SÃO PAULO, SP (FOLHAPRESS) - Embora a campanha do presidente Jair Bolsonaro (PL) avalie como positivo o pico de buscas sobre "corrupção na Petrobras" na noite deste domingo (28), durante o debate presidencial, o interesse pelo assunto não se manteve e caiu na manhã desta segunda-feira (29).

Apesar das derrapadas e do tom agressivo que adotou com a jornalista Vera Magalhães e com a candidata Simone Tebet (MDB-MS), auxiliares do presidente comemoravam ter impactado o eleitor sobre os escândalos nos governos petistas.

Dados do Google Trends levantados por auxiliares do presidente mostram que houve um pico de buscas na plataforma sobre o termo "corrupção na Petrobras" às 21h56 deste domingo (28) e, posteriormente, às 22h44.

Como pesquisas relacionadas aparecem os termos "crimes do PT", "roubos do PT lista" e "escândalos PT".

Na manhã desta segunda, no entanto, o interesse não se repetiu e o momento com mais procura sobre o assunto foi às 7h24 e, ainda assim, 6% do verificado na noite de domingo.

Uma das estratégias da campanha do presidente é aumentar a rejeição do ex-presidente Luiz Inácio Lula da Silva (PT) ao associá-lo a escândalos de corrupção. A meta é recuperar o voto do que eles chamam de "bolsonarista arrependido", que votou nele em 2018 para não eleger o petista.
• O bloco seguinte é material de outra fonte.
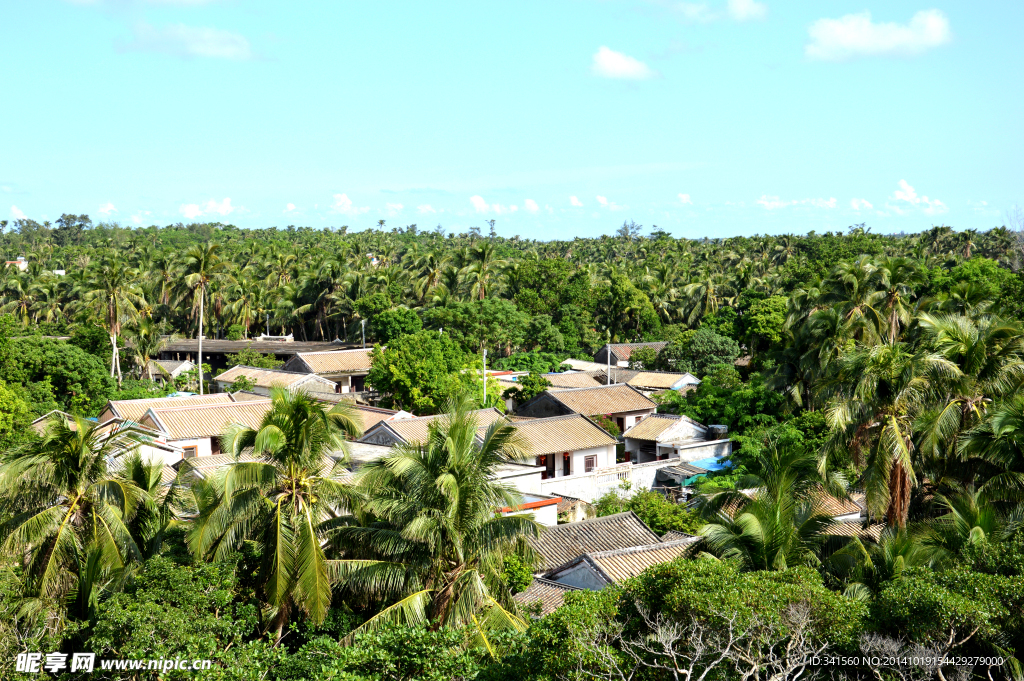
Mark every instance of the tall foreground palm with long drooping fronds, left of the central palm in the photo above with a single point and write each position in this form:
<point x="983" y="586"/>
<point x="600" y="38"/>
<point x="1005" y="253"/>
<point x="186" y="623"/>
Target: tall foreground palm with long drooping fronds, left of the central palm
<point x="286" y="501"/>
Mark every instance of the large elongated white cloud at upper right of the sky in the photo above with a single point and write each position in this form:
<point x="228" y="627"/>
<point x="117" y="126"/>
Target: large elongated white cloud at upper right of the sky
<point x="857" y="35"/>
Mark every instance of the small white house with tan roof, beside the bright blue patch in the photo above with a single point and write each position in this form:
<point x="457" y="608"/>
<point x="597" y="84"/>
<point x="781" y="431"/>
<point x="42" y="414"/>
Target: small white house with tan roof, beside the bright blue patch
<point x="662" y="437"/>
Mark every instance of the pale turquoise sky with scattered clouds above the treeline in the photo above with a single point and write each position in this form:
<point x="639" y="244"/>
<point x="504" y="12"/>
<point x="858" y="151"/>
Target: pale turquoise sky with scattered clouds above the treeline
<point x="557" y="119"/>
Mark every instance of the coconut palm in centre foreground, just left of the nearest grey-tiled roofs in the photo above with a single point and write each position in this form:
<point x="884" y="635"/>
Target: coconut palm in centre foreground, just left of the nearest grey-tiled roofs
<point x="434" y="539"/>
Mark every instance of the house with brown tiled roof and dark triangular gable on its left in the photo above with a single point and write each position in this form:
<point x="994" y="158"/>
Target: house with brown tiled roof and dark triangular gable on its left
<point x="623" y="404"/>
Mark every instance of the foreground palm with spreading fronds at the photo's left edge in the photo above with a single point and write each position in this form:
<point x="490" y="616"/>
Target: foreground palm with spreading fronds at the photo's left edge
<point x="62" y="503"/>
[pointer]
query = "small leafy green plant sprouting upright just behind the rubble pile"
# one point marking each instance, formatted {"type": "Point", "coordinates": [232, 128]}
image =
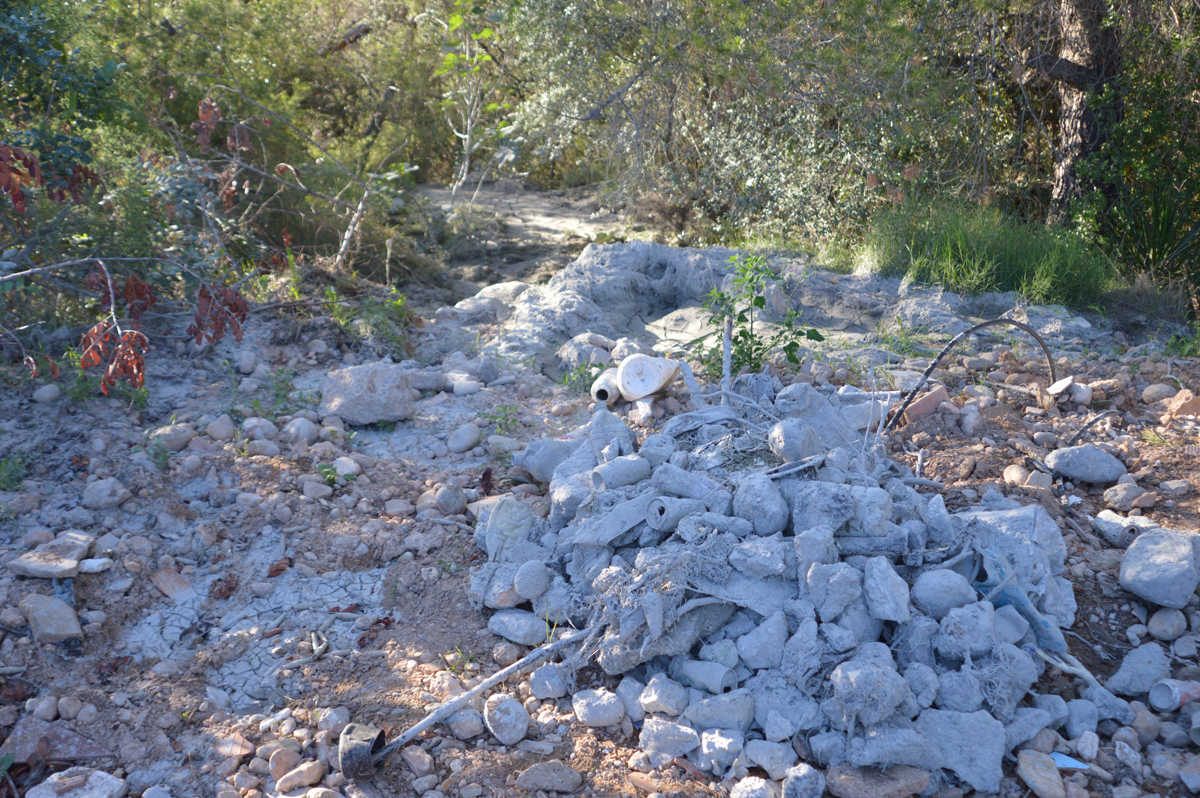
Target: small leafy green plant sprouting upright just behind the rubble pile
{"type": "Point", "coordinates": [742, 305]}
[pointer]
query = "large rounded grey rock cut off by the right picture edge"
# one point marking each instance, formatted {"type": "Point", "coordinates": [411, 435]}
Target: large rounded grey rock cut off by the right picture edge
{"type": "Point", "coordinates": [1161, 567]}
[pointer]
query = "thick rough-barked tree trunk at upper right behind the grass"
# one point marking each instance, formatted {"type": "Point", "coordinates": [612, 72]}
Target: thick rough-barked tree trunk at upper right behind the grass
{"type": "Point", "coordinates": [1089, 58]}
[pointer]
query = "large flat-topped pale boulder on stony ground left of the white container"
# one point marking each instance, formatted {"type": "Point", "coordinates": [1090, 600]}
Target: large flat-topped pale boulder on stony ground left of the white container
{"type": "Point", "coordinates": [369, 394]}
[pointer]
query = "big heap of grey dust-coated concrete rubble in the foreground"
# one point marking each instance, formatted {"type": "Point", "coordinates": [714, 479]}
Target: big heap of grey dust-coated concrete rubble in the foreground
{"type": "Point", "coordinates": [770, 585]}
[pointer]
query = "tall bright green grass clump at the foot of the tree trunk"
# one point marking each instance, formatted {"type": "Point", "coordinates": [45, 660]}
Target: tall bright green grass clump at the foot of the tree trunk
{"type": "Point", "coordinates": [975, 249]}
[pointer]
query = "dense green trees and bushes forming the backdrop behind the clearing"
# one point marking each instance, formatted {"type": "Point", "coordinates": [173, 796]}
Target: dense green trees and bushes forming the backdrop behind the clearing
{"type": "Point", "coordinates": [219, 131]}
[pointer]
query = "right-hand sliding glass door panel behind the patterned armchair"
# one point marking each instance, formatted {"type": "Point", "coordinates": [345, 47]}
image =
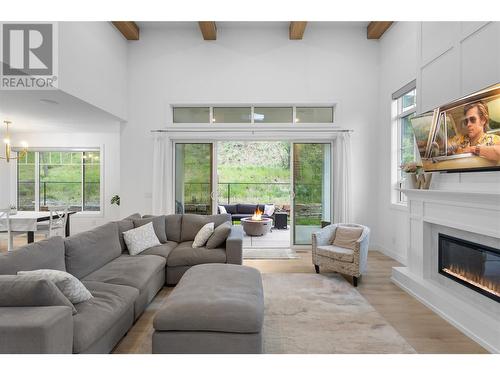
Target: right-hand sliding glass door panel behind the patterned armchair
{"type": "Point", "coordinates": [312, 191]}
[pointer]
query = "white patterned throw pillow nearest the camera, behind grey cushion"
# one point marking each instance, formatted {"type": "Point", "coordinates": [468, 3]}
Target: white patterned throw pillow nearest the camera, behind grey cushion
{"type": "Point", "coordinates": [70, 286]}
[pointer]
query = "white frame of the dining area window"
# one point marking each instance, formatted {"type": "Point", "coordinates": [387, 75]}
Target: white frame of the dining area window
{"type": "Point", "coordinates": [37, 150]}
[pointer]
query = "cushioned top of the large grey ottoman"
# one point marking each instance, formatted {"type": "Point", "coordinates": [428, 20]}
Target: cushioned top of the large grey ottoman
{"type": "Point", "coordinates": [217, 298]}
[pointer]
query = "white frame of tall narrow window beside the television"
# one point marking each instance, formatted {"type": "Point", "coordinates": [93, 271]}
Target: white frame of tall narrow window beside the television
{"type": "Point", "coordinates": [398, 113]}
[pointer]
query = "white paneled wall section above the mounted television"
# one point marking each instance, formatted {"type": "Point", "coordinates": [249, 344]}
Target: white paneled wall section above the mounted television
{"type": "Point", "coordinates": [456, 59]}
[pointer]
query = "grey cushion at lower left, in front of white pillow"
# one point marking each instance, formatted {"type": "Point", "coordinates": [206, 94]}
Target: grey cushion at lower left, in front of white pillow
{"type": "Point", "coordinates": [22, 291]}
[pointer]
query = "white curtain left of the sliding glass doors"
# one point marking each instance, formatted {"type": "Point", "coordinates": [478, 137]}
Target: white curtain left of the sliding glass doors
{"type": "Point", "coordinates": [159, 190]}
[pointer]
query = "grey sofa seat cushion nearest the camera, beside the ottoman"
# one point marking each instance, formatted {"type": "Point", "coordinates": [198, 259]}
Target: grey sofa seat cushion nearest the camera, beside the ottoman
{"type": "Point", "coordinates": [98, 315]}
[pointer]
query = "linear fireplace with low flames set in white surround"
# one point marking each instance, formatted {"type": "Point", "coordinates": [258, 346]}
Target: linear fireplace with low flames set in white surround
{"type": "Point", "coordinates": [473, 265]}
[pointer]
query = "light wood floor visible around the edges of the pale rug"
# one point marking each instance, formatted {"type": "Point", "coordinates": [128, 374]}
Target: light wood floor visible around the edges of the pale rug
{"type": "Point", "coordinates": [424, 330]}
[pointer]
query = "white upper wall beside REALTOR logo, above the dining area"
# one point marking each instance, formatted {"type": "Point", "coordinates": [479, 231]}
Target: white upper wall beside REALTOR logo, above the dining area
{"type": "Point", "coordinates": [93, 64]}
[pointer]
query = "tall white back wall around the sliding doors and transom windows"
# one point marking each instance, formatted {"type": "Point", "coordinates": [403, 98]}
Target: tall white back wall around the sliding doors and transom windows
{"type": "Point", "coordinates": [250, 64]}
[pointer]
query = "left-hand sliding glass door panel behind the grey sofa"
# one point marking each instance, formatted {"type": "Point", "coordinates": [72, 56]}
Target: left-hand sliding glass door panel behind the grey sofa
{"type": "Point", "coordinates": [194, 178]}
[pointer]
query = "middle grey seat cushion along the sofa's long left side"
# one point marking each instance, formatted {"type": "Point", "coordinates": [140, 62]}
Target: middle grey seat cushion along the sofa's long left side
{"type": "Point", "coordinates": [134, 271]}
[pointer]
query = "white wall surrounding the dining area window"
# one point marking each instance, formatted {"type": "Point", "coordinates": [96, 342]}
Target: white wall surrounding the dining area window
{"type": "Point", "coordinates": [109, 142]}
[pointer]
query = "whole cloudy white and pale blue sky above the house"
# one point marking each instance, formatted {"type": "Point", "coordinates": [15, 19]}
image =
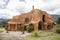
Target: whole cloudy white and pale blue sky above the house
{"type": "Point", "coordinates": [10, 8]}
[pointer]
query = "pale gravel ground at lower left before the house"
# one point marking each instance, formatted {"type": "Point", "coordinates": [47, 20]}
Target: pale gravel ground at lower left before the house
{"type": "Point", "coordinates": [13, 35]}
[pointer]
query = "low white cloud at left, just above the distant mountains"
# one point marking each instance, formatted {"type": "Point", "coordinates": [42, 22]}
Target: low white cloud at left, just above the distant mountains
{"type": "Point", "coordinates": [7, 13]}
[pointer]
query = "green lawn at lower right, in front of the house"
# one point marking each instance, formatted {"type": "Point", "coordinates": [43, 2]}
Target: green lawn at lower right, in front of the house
{"type": "Point", "coordinates": [46, 35]}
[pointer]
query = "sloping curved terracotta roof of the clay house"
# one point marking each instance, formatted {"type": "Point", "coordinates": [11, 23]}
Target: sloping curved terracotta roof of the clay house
{"type": "Point", "coordinates": [34, 15]}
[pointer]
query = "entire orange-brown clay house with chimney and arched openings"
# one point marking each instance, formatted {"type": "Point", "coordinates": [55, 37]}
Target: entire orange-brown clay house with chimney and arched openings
{"type": "Point", "coordinates": [40, 20]}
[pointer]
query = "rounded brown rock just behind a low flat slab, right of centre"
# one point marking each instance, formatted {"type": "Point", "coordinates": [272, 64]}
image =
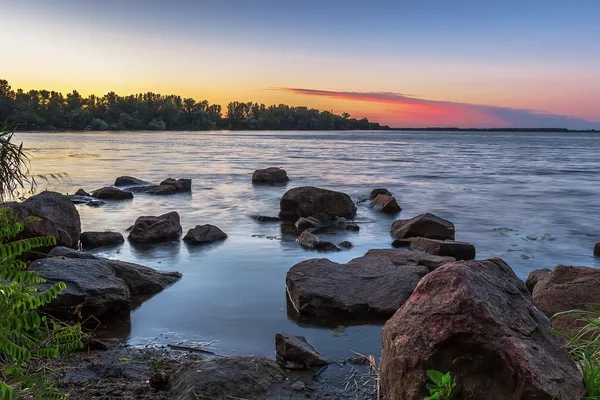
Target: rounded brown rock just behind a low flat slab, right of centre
{"type": "Point", "coordinates": [424, 225]}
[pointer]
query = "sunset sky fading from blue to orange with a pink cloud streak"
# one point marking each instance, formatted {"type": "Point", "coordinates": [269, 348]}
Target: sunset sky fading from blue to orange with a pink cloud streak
{"type": "Point", "coordinates": [404, 63]}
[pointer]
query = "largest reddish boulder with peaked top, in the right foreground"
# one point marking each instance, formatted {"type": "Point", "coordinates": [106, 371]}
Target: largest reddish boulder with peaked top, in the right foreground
{"type": "Point", "coordinates": [477, 320]}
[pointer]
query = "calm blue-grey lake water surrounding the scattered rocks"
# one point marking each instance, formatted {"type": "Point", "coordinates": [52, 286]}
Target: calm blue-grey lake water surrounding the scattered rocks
{"type": "Point", "coordinates": [532, 199]}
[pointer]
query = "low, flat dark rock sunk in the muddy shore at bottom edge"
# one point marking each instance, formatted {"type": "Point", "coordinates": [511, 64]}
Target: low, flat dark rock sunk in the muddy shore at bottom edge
{"type": "Point", "coordinates": [247, 377]}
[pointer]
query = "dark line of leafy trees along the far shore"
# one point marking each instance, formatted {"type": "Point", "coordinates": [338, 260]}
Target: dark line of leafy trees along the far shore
{"type": "Point", "coordinates": [50, 110]}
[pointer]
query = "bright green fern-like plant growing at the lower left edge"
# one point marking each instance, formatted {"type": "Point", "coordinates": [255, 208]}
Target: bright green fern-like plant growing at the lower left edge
{"type": "Point", "coordinates": [25, 335]}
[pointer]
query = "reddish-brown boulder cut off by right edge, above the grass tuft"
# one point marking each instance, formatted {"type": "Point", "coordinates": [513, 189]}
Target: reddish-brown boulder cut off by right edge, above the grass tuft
{"type": "Point", "coordinates": [567, 288]}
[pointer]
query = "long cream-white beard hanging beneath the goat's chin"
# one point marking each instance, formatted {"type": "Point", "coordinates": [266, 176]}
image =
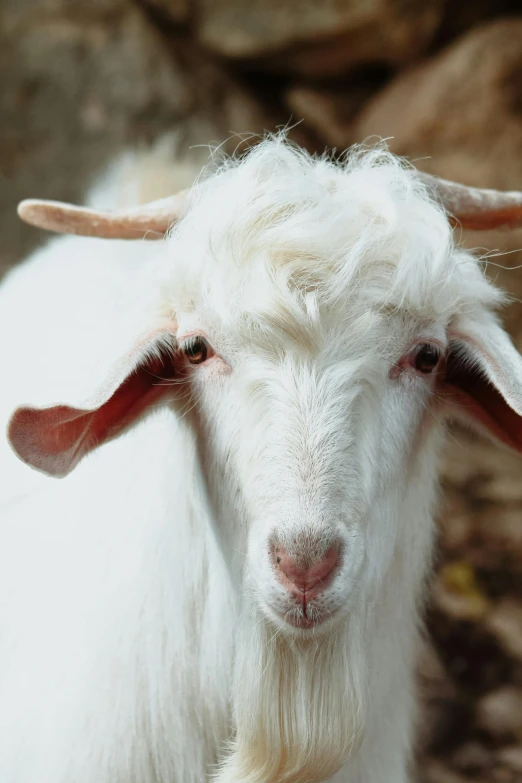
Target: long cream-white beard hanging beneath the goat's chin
{"type": "Point", "coordinates": [299, 704]}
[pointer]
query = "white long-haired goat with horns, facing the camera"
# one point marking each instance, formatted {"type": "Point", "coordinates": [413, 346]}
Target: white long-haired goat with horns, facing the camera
{"type": "Point", "coordinates": [232, 586]}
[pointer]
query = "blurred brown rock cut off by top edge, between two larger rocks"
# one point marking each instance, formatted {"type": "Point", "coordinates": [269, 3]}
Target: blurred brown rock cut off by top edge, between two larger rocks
{"type": "Point", "coordinates": [312, 38]}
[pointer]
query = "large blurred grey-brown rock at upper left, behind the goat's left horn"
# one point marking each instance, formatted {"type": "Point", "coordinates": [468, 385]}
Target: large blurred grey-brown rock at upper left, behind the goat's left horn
{"type": "Point", "coordinates": [82, 80]}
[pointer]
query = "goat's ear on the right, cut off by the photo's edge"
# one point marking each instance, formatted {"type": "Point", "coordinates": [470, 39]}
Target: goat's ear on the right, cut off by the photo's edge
{"type": "Point", "coordinates": [482, 383]}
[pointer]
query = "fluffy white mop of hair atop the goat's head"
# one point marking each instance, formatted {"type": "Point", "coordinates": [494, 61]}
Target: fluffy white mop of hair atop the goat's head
{"type": "Point", "coordinates": [282, 240]}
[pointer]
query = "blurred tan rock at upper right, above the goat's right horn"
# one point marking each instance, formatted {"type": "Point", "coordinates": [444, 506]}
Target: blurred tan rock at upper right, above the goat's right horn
{"type": "Point", "coordinates": [459, 113]}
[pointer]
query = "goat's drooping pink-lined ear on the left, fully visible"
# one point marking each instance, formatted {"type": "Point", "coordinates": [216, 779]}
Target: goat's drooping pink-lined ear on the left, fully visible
{"type": "Point", "coordinates": [54, 439]}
Há uma avaliação de que sobretudo o eleitorado jovem, que tem alta rejeição a Bolsonaro, não viveu o período do mandato de Lula e pode reconsiderar o presidente caso seja informado sobre os episódios.

Pesquisas mostram, no entanto, que o fator determinante dessas eleições deve ser a economia. Em pesquisa Datafolha divulgada em março, corrupção foi apontada como preocupação por apenas 5% dos eleitores. Já economia foi o segundo tema mais citado, por 15% dos entrevistados, seguida por desemprego (12%) e inflação (10%).